The link between sleeplessness and negative thoughts is clear, and the impact is staggering. Insomnia affects about 30 percent of all adults at some point, with 10 percent suffering chronic insomnia. After all, who hasn’t gone through periods of life where it just seems impossible to get a good night’s rest?
“Always try to solve the problem through lifestyle changes,” Feng says. “When doing meditation, the body calms down, and the yin gets replenished. Meditation is the easiest, cheapest, and most effective way to solve insomnia. It brings the body into balance.”
Of course, at the end of a long day, not everyone can just sit down in meditation position to reset the body’s daily clock (although the great Taoist sages would say that we’re all capable of doing this). But for those of us tightly wound up and struggling to concentrate for longer than a goldfish, Feng offers some tips for a good night’s rest. “Two hours before sleep, soak your feet in hot water, and do some acupressure on the centre of the feet to release tension.”
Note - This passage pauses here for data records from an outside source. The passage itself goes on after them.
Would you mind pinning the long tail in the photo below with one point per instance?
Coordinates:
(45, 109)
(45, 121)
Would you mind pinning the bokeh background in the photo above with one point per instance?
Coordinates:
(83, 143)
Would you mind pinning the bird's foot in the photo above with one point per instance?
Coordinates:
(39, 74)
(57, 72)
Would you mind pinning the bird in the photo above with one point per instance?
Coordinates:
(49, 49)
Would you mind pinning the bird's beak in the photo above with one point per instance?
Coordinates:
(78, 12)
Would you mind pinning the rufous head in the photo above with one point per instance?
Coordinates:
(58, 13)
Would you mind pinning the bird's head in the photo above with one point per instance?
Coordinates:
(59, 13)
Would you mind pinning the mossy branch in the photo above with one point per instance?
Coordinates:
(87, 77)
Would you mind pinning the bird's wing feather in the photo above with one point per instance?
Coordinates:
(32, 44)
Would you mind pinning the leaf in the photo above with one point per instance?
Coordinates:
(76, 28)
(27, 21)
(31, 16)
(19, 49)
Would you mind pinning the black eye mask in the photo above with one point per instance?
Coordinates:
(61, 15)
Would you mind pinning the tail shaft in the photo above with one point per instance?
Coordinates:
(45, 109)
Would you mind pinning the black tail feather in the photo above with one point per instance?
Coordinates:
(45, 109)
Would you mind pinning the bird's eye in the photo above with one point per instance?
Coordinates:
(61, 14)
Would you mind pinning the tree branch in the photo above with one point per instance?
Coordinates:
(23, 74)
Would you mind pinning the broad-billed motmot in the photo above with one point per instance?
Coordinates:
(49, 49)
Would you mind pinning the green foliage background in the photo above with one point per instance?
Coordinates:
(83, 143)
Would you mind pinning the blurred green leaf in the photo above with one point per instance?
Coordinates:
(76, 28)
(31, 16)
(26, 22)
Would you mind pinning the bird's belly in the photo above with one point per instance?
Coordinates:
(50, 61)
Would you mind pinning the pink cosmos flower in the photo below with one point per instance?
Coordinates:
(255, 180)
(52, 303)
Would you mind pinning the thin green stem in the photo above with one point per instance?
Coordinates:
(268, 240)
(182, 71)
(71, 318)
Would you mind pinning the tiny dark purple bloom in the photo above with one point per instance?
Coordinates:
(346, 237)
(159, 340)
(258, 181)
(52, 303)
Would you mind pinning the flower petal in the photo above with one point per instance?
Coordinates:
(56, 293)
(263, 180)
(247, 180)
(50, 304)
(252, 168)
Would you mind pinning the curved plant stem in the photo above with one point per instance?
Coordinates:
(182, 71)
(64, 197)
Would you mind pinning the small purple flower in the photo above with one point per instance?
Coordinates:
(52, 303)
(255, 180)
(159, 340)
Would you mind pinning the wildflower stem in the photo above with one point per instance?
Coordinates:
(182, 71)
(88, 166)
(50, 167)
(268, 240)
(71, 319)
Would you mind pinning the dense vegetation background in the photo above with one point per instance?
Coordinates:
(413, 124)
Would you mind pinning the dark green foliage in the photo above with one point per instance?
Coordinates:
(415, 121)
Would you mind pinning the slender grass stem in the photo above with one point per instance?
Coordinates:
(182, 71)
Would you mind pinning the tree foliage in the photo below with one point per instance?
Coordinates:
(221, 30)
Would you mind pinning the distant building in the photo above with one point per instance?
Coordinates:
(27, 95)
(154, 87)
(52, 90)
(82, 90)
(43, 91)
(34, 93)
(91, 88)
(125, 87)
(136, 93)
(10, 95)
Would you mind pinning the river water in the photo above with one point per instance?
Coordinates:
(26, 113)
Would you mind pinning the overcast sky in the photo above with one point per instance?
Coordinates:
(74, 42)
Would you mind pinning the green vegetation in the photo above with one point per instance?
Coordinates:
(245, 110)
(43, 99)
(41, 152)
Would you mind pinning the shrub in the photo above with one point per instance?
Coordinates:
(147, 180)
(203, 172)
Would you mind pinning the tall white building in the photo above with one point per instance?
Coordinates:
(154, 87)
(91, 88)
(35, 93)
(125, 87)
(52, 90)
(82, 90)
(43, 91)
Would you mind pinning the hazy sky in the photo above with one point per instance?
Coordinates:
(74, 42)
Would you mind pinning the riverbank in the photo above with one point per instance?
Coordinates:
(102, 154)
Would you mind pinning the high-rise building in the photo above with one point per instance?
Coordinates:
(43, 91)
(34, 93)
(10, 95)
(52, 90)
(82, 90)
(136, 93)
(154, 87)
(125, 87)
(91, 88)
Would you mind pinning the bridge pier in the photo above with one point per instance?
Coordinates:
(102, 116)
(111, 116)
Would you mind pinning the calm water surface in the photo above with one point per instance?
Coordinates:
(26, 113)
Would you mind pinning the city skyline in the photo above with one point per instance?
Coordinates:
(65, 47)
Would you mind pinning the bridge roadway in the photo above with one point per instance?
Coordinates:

Herbs and aromatherapy can help us fall asleep as well. Zhu Xi, a writer during the Song Dynasty, put dried chrysanthemum in his pillowcase and wrote about the benefits. “As I gently stroked the pillow stuffed with dried chrysanthemums, the fragrance of the flower brushed my face lightly. I drifted away into slumber. The next morning, I overflowed with ideas and thoughts.”
The wisdom of traditional Chinese medicine, like the wisdom of ancient proverbs, is found beneath the surface. It’s too profound and complex to explain, which is why, perhaps, the best way to understand it is to sit down and concentrate on nothing at all.